Dans le strabisme consécutif ou secondaire, le système musculaire sera encore actif ou bien passif. Dans le premier cas, l'équilibre s'altérera dans un but physiologique pour accommoder Pœilà de nouvelles conditions de la vision, pour remplir une fonction déterminée, il aura un objet utile, ou bien au contraire, conséquence de certaines lois supérieures, il constituera une déformation pathologique.

On comprendra clairement cette distinction, en apparence confuse, par l'exemple suivant qu'elle a pour objet: quand une tache opaque siège sur la cornée, sur les cristalloïdes, dans l'intérieur du cristallin, en un mot sur le trajet de l'axe oculaire, on voit l'œil se dévier pour fournir au rayon lumineux un axe secondaire destiné par l'instinct à suppléer l'axe polaire ou principal obtrué. C'est le strabisme optique de M. Jules Guérin : l'œil se dirige en sens oblique pour y voir; comme, avant la tache, il se dirigeait normalement dans le même objet. La déviation, en somme, a donc pour but l'accomplissement de la fonction; elle est physiologique. On comprend à l'avance que ce genre de déviation est régulier, qu'il exclut toute idée de tentative de redressement, qu'il est une ressource de la nature et non une maladie; que nulle opération ne serait sage qui l'attaquerait lui seul, et avant d'avoir enlevé la cause qui en a commandé la production. Par ces motifs, nous désignerons celte espèce de strabisme sous le nom de strabisme optique que lui a donné M. Jules Guérin, et mieux encore peut-être, de strabisme physiologique, désignation qui emporte son corollaire avec soi, car elle le protége contre toute agression prétendue curative.

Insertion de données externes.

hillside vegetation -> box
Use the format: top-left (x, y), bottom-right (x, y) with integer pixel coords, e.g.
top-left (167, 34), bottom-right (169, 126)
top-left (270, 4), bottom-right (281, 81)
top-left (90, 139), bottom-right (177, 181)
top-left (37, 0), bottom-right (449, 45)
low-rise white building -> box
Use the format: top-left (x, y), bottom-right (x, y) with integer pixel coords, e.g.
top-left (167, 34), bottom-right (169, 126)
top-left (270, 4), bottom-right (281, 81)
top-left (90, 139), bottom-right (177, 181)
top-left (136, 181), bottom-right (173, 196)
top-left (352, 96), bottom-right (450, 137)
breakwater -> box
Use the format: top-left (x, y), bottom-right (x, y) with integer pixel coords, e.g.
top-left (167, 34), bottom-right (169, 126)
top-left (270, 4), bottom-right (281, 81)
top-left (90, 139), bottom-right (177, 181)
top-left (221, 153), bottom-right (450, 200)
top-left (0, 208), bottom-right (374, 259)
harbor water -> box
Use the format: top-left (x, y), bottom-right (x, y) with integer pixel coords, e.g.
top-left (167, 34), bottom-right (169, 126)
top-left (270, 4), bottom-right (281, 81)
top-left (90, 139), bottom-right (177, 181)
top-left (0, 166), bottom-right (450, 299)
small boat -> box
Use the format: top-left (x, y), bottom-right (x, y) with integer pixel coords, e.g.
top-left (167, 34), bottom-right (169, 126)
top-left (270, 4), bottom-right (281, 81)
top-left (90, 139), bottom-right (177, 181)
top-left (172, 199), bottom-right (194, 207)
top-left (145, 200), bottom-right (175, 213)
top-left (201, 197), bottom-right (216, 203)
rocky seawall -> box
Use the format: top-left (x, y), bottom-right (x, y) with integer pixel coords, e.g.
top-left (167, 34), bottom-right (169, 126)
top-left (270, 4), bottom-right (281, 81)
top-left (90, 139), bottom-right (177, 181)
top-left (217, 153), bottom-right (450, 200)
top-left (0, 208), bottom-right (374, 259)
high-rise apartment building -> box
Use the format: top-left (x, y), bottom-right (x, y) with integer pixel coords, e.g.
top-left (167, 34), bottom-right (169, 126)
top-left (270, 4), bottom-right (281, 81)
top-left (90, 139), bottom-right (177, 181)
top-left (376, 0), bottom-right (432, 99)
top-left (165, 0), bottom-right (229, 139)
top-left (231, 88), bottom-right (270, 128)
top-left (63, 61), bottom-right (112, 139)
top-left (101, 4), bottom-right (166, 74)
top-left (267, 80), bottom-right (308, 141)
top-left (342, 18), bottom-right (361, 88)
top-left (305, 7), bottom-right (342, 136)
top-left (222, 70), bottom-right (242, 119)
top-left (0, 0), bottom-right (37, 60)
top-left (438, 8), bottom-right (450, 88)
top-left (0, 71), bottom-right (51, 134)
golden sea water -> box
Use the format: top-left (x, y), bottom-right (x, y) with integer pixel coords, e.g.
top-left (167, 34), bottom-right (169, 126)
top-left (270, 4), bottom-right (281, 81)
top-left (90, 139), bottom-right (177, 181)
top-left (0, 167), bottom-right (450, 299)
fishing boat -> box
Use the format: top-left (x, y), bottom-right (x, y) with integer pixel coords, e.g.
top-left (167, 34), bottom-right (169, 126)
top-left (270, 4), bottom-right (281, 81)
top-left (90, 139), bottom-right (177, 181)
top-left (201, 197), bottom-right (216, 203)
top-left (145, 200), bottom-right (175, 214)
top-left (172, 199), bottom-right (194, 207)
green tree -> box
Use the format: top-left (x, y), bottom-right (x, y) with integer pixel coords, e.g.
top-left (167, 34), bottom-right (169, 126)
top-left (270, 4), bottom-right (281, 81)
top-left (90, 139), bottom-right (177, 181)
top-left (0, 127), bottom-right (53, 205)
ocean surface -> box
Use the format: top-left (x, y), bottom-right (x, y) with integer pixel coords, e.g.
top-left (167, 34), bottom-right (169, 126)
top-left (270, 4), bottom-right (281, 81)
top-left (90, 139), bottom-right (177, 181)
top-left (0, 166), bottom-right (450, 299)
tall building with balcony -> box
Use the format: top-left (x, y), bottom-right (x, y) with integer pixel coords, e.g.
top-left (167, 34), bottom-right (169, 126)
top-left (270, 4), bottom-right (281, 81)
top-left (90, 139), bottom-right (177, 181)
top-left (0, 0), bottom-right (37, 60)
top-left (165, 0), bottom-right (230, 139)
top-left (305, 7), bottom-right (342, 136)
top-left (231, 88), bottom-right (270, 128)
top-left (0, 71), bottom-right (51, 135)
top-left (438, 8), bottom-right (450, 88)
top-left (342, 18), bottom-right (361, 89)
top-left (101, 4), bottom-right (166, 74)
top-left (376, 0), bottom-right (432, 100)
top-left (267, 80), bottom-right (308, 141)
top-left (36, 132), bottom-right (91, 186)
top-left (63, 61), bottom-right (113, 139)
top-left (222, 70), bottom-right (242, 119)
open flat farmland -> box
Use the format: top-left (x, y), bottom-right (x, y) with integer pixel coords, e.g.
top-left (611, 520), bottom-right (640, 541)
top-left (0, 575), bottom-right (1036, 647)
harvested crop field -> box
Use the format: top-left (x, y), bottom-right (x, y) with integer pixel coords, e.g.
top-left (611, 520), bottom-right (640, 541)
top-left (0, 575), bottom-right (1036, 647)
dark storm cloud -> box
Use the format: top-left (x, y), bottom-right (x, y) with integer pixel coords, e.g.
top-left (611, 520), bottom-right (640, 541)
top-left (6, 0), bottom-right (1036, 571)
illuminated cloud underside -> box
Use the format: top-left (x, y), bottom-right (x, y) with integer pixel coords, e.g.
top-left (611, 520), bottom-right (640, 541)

Le strabisme physiologique n'est pas le seul consécutif; il en est une seconde espèce qui se produit sous l'empire des lois physiologiques de sympathie qui tiennent les deux yeux sous leur domination, mais qui, tout en obéissant aux lois préétablies de la biologie, n'a plus l'amélioration, le service plus régulier de la fonction pour objet: nous voulons parler ici de la déviation par synergie, par sympathie, si bien décrite, toujours par M. J. Guérin, sous le nom de strabisme mécanique actif consécutif; déviation qui se produit dans un œil par retentissement de ce qui se passe dans l'autre (nous aurons soin d'en décrire ultérieurement le mécanisme), et même qui ajoute, dans l'œil premièrement affecté, son influence à celle qui a primitivement causé la maladie.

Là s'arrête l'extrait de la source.